Some of the volume's arguments even find that the categories of "disabled" and "monstrous" can not just marginalize but simultaneously affirm those that are heralded as such. Leah Pope Parker's fascinating close reading of the cannibals in the Old English Andreas demonstrates that in order for cannibals to be monsters, they must be human; their monstrosity (eating their own kind) in fact confirms their humanity--and in the case of this saint's life, their ability to be redeemed. Their work connects to Spencer J. Weinreich's intriguing chapter on the Christopher Cynocephalus tradition (St. Christopher as depicted with a dog-head): the monstrous, the disabled, and the non-human can be--and was--a saint. Several contributors explore similar impulses in literary narratives. For instance, Haylie Swenson's chapter argues that Gower's casting of the revolting populace as "beasts irrational" in his Visio Anglie simultaneously marginalizes them while also holding space for audiences to empathize with their plight. John S. Garrison's argument on how blindness in Paradise Lost can inform queer sexuality treads similar territory.

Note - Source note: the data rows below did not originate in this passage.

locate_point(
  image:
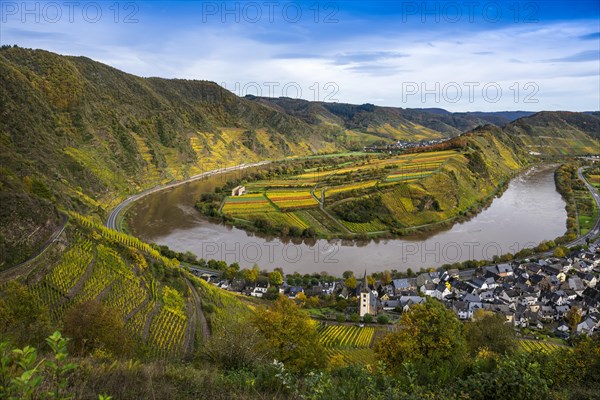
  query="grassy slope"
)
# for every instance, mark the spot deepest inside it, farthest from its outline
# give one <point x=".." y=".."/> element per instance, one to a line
<point x="91" y="262"/>
<point x="558" y="133"/>
<point x="84" y="135"/>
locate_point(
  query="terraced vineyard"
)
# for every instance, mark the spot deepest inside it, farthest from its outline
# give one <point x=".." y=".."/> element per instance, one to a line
<point x="350" y="343"/>
<point x="247" y="204"/>
<point x="536" y="346"/>
<point x="95" y="270"/>
<point x="292" y="199"/>
<point x="365" y="227"/>
<point x="415" y="189"/>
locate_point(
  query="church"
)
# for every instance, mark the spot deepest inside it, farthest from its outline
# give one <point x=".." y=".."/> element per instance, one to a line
<point x="368" y="299"/>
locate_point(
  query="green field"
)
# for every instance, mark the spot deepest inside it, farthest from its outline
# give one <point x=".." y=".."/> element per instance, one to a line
<point x="370" y="194"/>
<point x="536" y="346"/>
<point x="295" y="200"/>
<point x="351" y="345"/>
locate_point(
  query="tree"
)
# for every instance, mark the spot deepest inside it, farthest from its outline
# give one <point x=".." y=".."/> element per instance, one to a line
<point x="23" y="317"/>
<point x="92" y="325"/>
<point x="490" y="331"/>
<point x="573" y="318"/>
<point x="371" y="280"/>
<point x="428" y="335"/>
<point x="291" y="335"/>
<point x="252" y="275"/>
<point x="347" y="274"/>
<point x="351" y="283"/>
<point x="301" y="298"/>
<point x="275" y="278"/>
<point x="560" y="252"/>
<point x="235" y="347"/>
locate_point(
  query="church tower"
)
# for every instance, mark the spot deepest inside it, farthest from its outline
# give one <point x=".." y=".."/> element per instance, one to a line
<point x="366" y="302"/>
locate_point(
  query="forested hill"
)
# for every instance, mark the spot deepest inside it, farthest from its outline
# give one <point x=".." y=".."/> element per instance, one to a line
<point x="558" y="133"/>
<point x="80" y="135"/>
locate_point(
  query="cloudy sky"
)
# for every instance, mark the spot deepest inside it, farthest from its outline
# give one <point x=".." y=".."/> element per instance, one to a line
<point x="457" y="55"/>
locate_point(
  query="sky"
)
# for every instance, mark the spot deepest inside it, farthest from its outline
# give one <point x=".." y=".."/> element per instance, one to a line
<point x="473" y="55"/>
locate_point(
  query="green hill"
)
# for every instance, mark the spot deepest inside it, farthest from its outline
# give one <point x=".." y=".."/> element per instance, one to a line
<point x="161" y="305"/>
<point x="558" y="133"/>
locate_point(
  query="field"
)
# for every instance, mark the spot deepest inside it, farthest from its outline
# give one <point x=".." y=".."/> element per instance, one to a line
<point x="88" y="270"/>
<point x="292" y="199"/>
<point x="415" y="188"/>
<point x="365" y="227"/>
<point x="247" y="204"/>
<point x="346" y="188"/>
<point x="352" y="344"/>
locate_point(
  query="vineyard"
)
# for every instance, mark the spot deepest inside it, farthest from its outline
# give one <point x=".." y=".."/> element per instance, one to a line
<point x="247" y="204"/>
<point x="416" y="189"/>
<point x="346" y="188"/>
<point x="352" y="344"/>
<point x="365" y="227"/>
<point x="292" y="199"/>
<point x="113" y="269"/>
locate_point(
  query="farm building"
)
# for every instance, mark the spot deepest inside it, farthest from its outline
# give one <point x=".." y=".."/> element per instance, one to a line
<point x="238" y="191"/>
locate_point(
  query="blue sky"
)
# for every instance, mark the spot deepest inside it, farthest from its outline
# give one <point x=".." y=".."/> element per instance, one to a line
<point x="458" y="55"/>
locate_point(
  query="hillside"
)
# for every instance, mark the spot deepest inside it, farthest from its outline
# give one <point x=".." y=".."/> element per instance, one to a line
<point x="82" y="135"/>
<point x="375" y="194"/>
<point x="382" y="123"/>
<point x="161" y="305"/>
<point x="558" y="133"/>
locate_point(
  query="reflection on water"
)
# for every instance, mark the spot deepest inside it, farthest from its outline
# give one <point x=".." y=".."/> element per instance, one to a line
<point x="529" y="211"/>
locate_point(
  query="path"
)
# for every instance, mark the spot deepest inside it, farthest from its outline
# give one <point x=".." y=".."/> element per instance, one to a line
<point x="113" y="217"/>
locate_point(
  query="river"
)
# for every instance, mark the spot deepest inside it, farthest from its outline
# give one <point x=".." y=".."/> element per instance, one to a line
<point x="528" y="212"/>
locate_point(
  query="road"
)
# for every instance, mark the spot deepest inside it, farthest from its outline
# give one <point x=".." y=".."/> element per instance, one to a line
<point x="15" y="270"/>
<point x="596" y="229"/>
<point x="113" y="217"/>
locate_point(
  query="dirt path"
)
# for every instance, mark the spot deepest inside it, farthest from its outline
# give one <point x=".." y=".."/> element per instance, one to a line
<point x="25" y="267"/>
<point x="149" y="318"/>
<point x="190" y="330"/>
<point x="79" y="285"/>
<point x="204" y="328"/>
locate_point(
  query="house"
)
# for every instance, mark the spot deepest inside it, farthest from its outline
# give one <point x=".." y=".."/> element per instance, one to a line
<point x="238" y="191"/>
<point x="576" y="284"/>
<point x="408" y="301"/>
<point x="587" y="326"/>
<point x="368" y="299"/>
<point x="390" y="305"/>
<point x="293" y="291"/>
<point x="441" y="291"/>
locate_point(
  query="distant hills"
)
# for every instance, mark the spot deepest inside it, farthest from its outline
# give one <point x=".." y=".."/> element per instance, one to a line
<point x="80" y="135"/>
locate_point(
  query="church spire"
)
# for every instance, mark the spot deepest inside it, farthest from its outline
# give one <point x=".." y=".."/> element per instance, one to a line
<point x="365" y="288"/>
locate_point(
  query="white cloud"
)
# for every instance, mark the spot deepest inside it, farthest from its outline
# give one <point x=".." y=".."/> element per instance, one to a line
<point x="375" y="65"/>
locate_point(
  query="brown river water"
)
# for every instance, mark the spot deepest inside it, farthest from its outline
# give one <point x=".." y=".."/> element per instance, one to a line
<point x="528" y="212"/>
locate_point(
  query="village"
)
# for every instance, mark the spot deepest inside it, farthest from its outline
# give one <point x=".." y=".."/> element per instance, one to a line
<point x="400" y="145"/>
<point x="559" y="297"/>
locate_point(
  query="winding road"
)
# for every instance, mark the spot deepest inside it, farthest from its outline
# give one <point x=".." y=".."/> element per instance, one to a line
<point x="596" y="229"/>
<point x="113" y="217"/>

He finds that disability becomes an avenue for gender and sexuality inclusivity because the poem casts "blindness as inherent to the desired form of bodily and sexual expression among angels, who in turn represent the desired futurity for humans" (271). Alan S. Montroso reads The Book of John Mandeville similarly, where "the act of cave-dwelling at once confirms social anxieties about a woman living outside the reproductive economy but also grants the dragon-maiden [Hippocrates' daughter] a futurity that is often omitted from stories that treat the disabled body as something to be corrected" (290). These chapters present nuanced, layered intersections not only between disability and monstrosity but also between those designated as such and the communities that designated them thus.

The impressive breadth and yet nuance of the collection demonstrates a key takeaway. As Long observes in her essay, "One could say that the intellectual systems we devise to better understand the natural world are both crippling and crippled, as are many of the systems we have constructed to organize our lives and govern our world" (61). She finds these systems not only disabling but monstrous, arguing that "the obsessive need for categories isthe monster" (45, emphasis original). Categories are, after all, fantasies, for as Mittman and Godden quote Patricia MacCormack, "we are all, and must be, monsters because nothing is ever like another thing, nor like itself from one moment to the next" (26). An unwieldy world needs unwieldy approaches, and such postnormality reminds us how scholarship desperately needs interdisciplinary, intertheoretical modes like the ones employed in this academic monster.